[
https://issues.apache.org/jira/browse/HBASE-1938?page=com.atlassian.jira.plugin.system.issuetabpanels:comment-tabpanel&focusedCommentId=13070067#comment-13070067
]
stack commented on HBASE-1938:
------------------------------
bq. I modified the unit test to make it work with the trunk as it is today (new
file attached).
Thanks.
Reviewing it, one thing you might want to do is study classes in hbase so get
gist of the hadoop/hbase style. Notice how they have two spaces for tabs, ~80
chars a line. But thats for future. Not important here.
You just need to make sure your KVs have a readPoint that is less than the
current readPoint. It looks like you are making KVs w/o setting memstorets.
Default then is used and its zero. The default read point is zero. The
compare is <= so it looks like you don't need to set the read point at all.
What you have should be no harm.
Your new test class seems fine. Would be nice to add more tests. As memstore
data structure grows, all slows.
Another issue is about hacking on the concurrentskiplistset that is memstore to
make it more suited to our accesses and perhaps to make it go faster (its
public domain when you dig down into the java src).

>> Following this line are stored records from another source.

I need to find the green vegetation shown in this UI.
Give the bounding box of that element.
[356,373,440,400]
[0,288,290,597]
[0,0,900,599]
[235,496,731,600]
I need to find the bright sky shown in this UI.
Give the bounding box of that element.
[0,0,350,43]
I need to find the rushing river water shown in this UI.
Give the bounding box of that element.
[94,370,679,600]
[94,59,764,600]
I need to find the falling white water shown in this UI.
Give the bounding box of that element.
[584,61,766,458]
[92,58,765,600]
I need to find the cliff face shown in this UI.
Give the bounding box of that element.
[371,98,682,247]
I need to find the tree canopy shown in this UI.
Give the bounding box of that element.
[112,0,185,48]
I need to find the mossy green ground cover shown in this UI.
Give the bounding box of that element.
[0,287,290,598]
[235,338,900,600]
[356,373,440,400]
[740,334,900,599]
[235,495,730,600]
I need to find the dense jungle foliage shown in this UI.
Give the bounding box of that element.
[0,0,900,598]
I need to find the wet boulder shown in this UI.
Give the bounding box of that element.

bq. On a scan the "next()" part, the hbase currently compare the value of two
internals iterators. In this test, the second list is always empty, hence the
cost on comparator is lowered vs. real life.
What is this that you are referring too? Is it this? KeyValue kv =
scanner.next();
bq. But I don't think it worth a patch just for this (it should be included in
a bigger patch hoewever).
Up to you but yes, the above is probably the way to go.
Thanks N.
> Make in-memory table scanning faster
> ------------------------------------
>
> Key: HBASE-1938
> URL: https://issues.apache.org/jira/browse/HBASE-1938
> Project: HBase
> Issue Type: Improvement
> Components: performance
> Reporter: stack
> Assignee: stack
> Priority: Blocker
> Attachments: MemStoreScanPerformance.java,
> MemStoreScanPerformance.java, caching-keylength-in-kv.patch, test.patch
>
>
> This issue is about profiling hbase to see if I can make hbase scans run
> faster when all is up in memory. Talking to some users, they are seeing
> about 1/4 million rows a second. It should be able to go faster than this
> (Scanning an array of objects, they can do about 4-5x this).
--
This message is automatically generated by JIRA.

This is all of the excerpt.